Justice Kennedy interprets the 1785 compact as a mutual recognition of rights of access to the river, to protect each state’s citizens in case the other state ultimately was found to have full title to the river. When Maryland was determined to have title, the compact worked as a waiver of sovereignty only to the extent that Maryland could not exclude Virginia from the river. Maryland’s police powers remained intact. Maryland can, therefore, restrict Virginia’s water withdrawals so long as such restriction does not amount to exclusion.
Unless, of course, Virginia’s rights were expanded by the 1877 arbitration award. Here, Justice Kennedy rejects the majority’s reading of the “plain language” of Article Fourth and concludes that the award simply recognizes Virginia’s riparian (but not sovereign) rights.

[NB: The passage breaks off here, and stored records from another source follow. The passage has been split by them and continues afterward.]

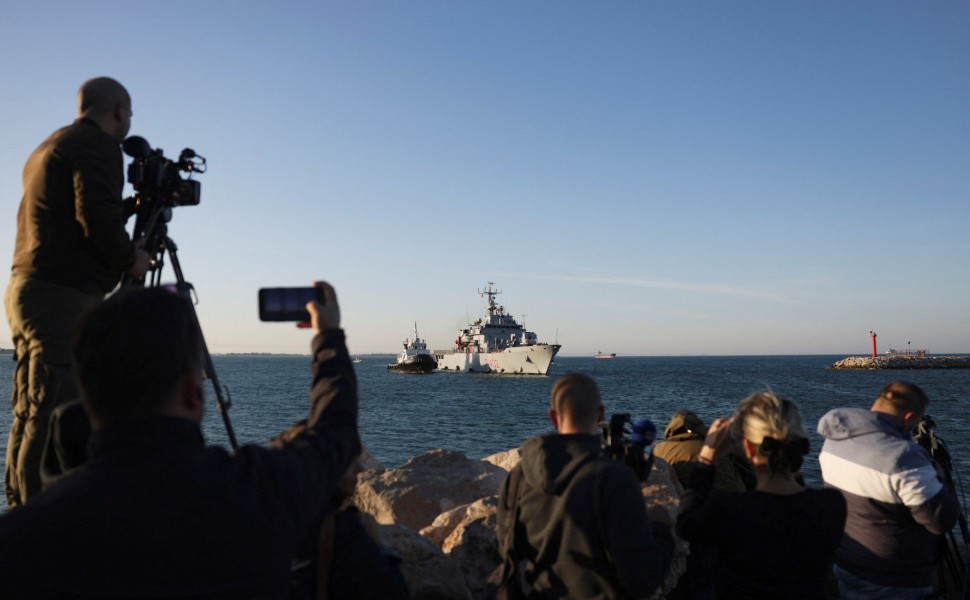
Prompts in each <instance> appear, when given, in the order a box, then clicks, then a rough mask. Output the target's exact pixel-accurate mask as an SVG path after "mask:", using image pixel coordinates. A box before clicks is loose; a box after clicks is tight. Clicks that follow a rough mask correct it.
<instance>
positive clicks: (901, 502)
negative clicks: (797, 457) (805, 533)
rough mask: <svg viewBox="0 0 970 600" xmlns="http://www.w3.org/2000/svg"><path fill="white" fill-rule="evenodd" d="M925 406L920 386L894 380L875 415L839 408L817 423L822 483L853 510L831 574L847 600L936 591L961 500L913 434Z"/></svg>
mask: <svg viewBox="0 0 970 600" xmlns="http://www.w3.org/2000/svg"><path fill="white" fill-rule="evenodd" d="M928 405H929V398H928V397H927V396H926V393H925V392H924V391H923V390H922V389H920V388H919V386H917V385H915V384H912V383H909V382H905V381H895V382H893V383H890V384H889V385H887V386H886V387H884V388H883V389H882V391H881V392H879V396H878V397H877V398H876V400H875V402H873V404H872V408H871V409H870V410H866V409H864V408H836V409H833V410H831V411H829V412H828V413H826V414H825V415H824V416H823V417H822V419H821V420H820V421H819V423H818V432H819V433H820V434H822V436H824V437H825V445H823V446H822V452H821V454H820V455H819V457H818V462H819V465H820V466H821V467H822V478H823V479H824V480H825V483H826V485H829V486H832V487H835V488H838V489H839V490H841V491H842V494H843V495H844V496H845V498H846V501H847V502H848V507H849V515H848V519H847V520H846V523H845V536H844V537H843V539H842V544H841V545H840V546H839V550H838V552H837V553H836V555H835V569H834V570H835V575H836V578H837V579H838V581H839V592H840V593H841V595H842V597H843V598H845V599H847V600H852V599H854V598H866V599H869V598H893V599H900V600H906V599H909V598H912V599H916V598H925V597H927V596H928V595H930V594H932V593H933V586H934V581H933V580H934V571H935V569H936V566H937V563H938V562H939V560H940V558H941V556H940V554H941V552H940V551H941V549H942V548H943V544H942V543H941V542H942V539H943V537H942V536H943V534H945V533H946V532H948V531H949V530H950V529H951V528H952V527H953V526H954V525H955V524H956V523H957V520H958V519H959V518H960V503H959V499H958V498H957V495H956V493H955V492H954V490H953V489H952V488H951V487H950V486H949V485H948V484H947V483H945V482H944V481H943V480H942V475H941V473H940V469H938V468H937V465H936V464H935V463H934V461H933V459H932V458H931V457H930V455H929V454H928V453H927V451H926V449H924V448H923V447H921V446H920V445H919V444H917V443H916V442H915V441H914V440H913V438H912V435H911V432H912V431H913V430H914V429H915V428H916V427H917V425H918V424H919V423H920V421H921V420H922V418H923V415H925V414H926V408H927V406H928Z"/></svg>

Justice Kennedy ultimately declares that the proper question would have been whether Maryland’s regulation in this case amounted to an exclusion of Virginia, and not whether Maryland has the right to regulate Virginia at all. He also expresses concern that the majority decision contains no principle limiting Virginia’s withdrawals, and that more complex questions about the power of one state to regulate another have been circumvented.

Conclusion
A 7-2 majority of the Supreme Court overruled Maryland’s objections to the Special Master’s report, and entered the decree proposed by the Special Master affirming Virginia’s sovereign rights under the 1877 arbitration award to build structures appurtenant to its shore and withdraw water from the Potomac River without regulation by Maryland. The effect of this case on other interstate water disputes may be limited, for two reasons. First, the decision turned on interpretation of historical documents unique to this case – the 1785 compact and 1877 arbitration award. Second, the Potomac River, although practically serving as the border between Virginia and Maryland, in fact belongs entirely to Maryland. Conflicts generally involve interstate waters, not intrastate ones. As Justice Kennedy points out in his dissent, interstate disputes are governed by the federal common law of equitable apportionment.4 The Court’s decision leaves open the question of what law will be applied when, in the future, Maryland objects to the amount Virginia withdraws – an objection that, when one considers the growth of Virginia’s D.C. suburbs, seems inevitable.


Endnotes
1. U.S. CONST. art. III, § 2, cl. 1.
2. Virginia v. Maryland, 124 S.Ct. 598, 2003 LEXIS 9192 at * 36 (2003).
3. Id. at *48 (Kennedy, J., dissenting).